Today’s reading from the first letter of Peter (1 Pt 2:20b-25) reminds us that while we like sheep had gone astray (1 Pt 2:25a; cf. Is 53:6), “you have now returned to the shepherd and guardian of your souls” (1 Pt 2:25b). But what sort of a shepherd do we return to, who does not come “to steal and destroy” but comes rather “that they might have life and have it abundantly” (Jn 10:10)? Peter, perhaps remembering his own experience with Jesus, responds, “when he was insulted, he returned no insult; when he suffered, he did not threaten” (1 Pt 2:23). This is not the behavior that one might expect in a shepherd and guardian defending his sheep. Indeed, in the face of such a defence, we might be tempted to say things like, “he ‘saved others;’ he cannot save himself… let him come down now from the cross, and we will believe in him” (Mt 27:42). Can a pitiful wretch like this actually be the “shepherd and guardian of your souls?”
Reflecting on the passion in the grace of the resurrection, Peter can emphatically answer, “Yes!” Jesus is the “shepherd and guardian of your souls!” He is no “strong-man” defender who overwhelms us through violent force. Rather, Jesus guards and shepherds us by bearing “our sins in his body upon the cross, so that, free from sin, we might live for righteousness;” indeed, “by his wounds you have been healed” (1 Pt 2:24; cf. Is 53:4-5).
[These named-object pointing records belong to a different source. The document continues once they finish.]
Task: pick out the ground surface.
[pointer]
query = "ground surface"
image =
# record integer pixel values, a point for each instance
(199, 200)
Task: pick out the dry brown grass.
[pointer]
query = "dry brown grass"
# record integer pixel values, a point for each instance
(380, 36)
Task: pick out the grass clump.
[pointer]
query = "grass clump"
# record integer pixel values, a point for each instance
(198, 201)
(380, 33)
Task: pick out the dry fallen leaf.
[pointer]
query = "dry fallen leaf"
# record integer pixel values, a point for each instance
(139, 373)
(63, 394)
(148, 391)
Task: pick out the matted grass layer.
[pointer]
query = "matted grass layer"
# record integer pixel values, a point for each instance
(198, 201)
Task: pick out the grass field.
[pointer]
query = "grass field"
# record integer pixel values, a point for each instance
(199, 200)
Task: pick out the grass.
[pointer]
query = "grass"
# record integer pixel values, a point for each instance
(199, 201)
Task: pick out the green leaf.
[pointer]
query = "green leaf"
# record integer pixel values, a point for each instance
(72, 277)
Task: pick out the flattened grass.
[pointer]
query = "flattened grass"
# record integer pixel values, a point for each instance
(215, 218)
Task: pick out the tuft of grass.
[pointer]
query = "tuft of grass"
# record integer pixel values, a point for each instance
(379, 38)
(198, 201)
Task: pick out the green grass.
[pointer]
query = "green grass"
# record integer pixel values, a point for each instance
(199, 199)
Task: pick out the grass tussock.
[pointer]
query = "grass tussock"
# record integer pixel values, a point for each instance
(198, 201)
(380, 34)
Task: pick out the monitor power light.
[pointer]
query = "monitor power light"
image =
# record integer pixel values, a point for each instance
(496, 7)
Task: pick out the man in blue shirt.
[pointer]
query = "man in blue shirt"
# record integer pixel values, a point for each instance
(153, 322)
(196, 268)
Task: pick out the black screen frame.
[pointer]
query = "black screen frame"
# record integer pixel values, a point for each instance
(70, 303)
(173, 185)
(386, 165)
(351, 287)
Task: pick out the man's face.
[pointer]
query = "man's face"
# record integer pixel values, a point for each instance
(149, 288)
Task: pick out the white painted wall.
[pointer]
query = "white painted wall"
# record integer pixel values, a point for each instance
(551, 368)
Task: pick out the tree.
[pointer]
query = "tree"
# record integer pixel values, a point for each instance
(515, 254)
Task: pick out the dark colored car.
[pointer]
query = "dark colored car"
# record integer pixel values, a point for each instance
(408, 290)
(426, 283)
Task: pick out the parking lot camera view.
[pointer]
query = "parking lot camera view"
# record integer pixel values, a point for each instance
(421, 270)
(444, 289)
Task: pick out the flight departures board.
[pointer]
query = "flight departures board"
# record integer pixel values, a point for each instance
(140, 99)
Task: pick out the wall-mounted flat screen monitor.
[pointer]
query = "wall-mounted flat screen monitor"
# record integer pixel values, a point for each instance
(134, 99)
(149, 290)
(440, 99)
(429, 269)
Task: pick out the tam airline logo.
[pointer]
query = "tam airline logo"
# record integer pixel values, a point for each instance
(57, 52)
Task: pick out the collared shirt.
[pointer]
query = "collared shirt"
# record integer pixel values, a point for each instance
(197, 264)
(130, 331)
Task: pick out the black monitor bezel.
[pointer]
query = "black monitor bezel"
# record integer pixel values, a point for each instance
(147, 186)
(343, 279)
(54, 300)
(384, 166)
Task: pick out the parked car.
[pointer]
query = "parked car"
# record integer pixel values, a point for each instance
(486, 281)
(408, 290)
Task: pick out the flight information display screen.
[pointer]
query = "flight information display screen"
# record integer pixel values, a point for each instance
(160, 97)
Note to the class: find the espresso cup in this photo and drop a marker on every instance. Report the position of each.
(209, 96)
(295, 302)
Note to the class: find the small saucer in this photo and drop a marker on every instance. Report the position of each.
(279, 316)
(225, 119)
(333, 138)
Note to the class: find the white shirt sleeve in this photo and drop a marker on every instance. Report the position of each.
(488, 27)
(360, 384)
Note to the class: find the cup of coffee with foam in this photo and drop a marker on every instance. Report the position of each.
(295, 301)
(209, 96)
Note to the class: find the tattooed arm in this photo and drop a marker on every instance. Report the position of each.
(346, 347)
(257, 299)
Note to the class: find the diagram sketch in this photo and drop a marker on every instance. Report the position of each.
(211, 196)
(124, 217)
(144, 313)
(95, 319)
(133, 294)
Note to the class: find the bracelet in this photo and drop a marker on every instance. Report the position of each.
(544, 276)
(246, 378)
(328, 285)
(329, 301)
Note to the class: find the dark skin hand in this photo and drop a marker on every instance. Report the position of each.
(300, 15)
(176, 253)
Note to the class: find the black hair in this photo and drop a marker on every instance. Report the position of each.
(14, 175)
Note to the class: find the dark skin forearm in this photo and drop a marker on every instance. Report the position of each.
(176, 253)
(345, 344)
If we have misjudged the shepherd, perhaps we have also misjudged the life that this shepherd offers us through his resurrection? It is not a life of ease and honor that this shepherd obtains for us. Rather, Peter says that we are called to patiently suffer for doing good, “because Christ also suffered for you, leaving you an example that you should follow in his footsteps.” Being risen from the dead, Christ holds nothing back but shares the joy of his life with us, a joy that consists in giving one’s life away in love. The more we let ourselves be truly healed by Jesus’ resurrection, living from it alone, the more willing we will be to gladly give our own lives away in Jesus, and thus “suffer for doing what is good,” for “to this we have been called” (1 Pt 2:20b-21).